East of England Ambulance Service accused of putting patients at risk to hit response targets
PUBLISHED: 09:41 13 July 2017
The region’s ambulance service is compromising patient safety because of its “fixation” with hitting response time targets, a paramedic has warned.
East of England Ambulance Trust has been accused of sending rapid response vehicles (RRVs) to 999 calls when the patient needs an ambulance to be transported to hospital.
This means patients sometimes wait for hours for an ambulance to reach them, but the trust is still seen to have reached its target.
The paramedic, speaking to the Health Service Journal (HSJ) on condition of anonymity, said: “The trust has become so fixated with hitting the target by sending out RRVs to stop the clock. Care, patient safety and dignity are really being badly compromised.
“Everyone has horror stories. It’s as bad as I can ever remember.”
The paramedic said “elderly, frail patients” were sometimes left “lying on the ground waiting up to two or three hours, for an ambulance to turn up”.

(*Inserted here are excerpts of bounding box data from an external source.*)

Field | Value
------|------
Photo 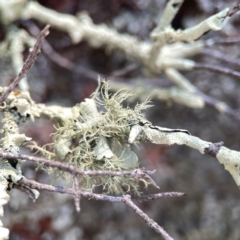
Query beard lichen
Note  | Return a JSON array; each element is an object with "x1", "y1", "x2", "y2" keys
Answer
[{"x1": 38, "y1": 81, "x2": 150, "y2": 193}]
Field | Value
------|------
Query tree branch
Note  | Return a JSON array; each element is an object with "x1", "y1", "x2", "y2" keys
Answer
[
  {"x1": 18, "y1": 178, "x2": 178, "y2": 240},
  {"x1": 0, "y1": 151, "x2": 157, "y2": 183},
  {"x1": 0, "y1": 25, "x2": 50, "y2": 104}
]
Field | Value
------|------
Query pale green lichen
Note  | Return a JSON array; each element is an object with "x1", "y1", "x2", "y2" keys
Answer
[{"x1": 34, "y1": 82, "x2": 150, "y2": 193}]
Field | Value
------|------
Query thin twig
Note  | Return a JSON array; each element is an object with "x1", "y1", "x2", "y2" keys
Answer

They added: “Often they’re in pain, maybe with a broken hip. When it’s in the winter, it’s often in cold, frosty conditions. Sometimes they are laying on a limb, and who knows what damage is being done as a result.”
Former health minister Norman Lamb said the trust was “at risk of chasing a target, rather than improving patient care”, which was “perverse in the extreme”.
He said the trust appears to be behaving “contrary to what other ambulance trusts in the country are doing”, adding: “It’s just a completely ludicrous state of affairs.”
Trust figures, obtained by Unison and seen by HSJ, show a rise in the proportion of RRVs being sent to calls, from 29% in March last year to 36% in the same month this year.
In April 2017, it was 42%.
Unison East of England ambulance branch secretary Fraer Stevenson said the figures supported concerns raised by “increasing numbers of staff (that the trust is) focusing on RRVs in order to hit targets”.
She added: “We saw this in 2012-13 and it’s really disappointing to see us returning to the same operating model.
“At a time when nationally it appears other ambulance trusts are moving away from and reducing their RRVs, our trust appears to be doing the opposite.”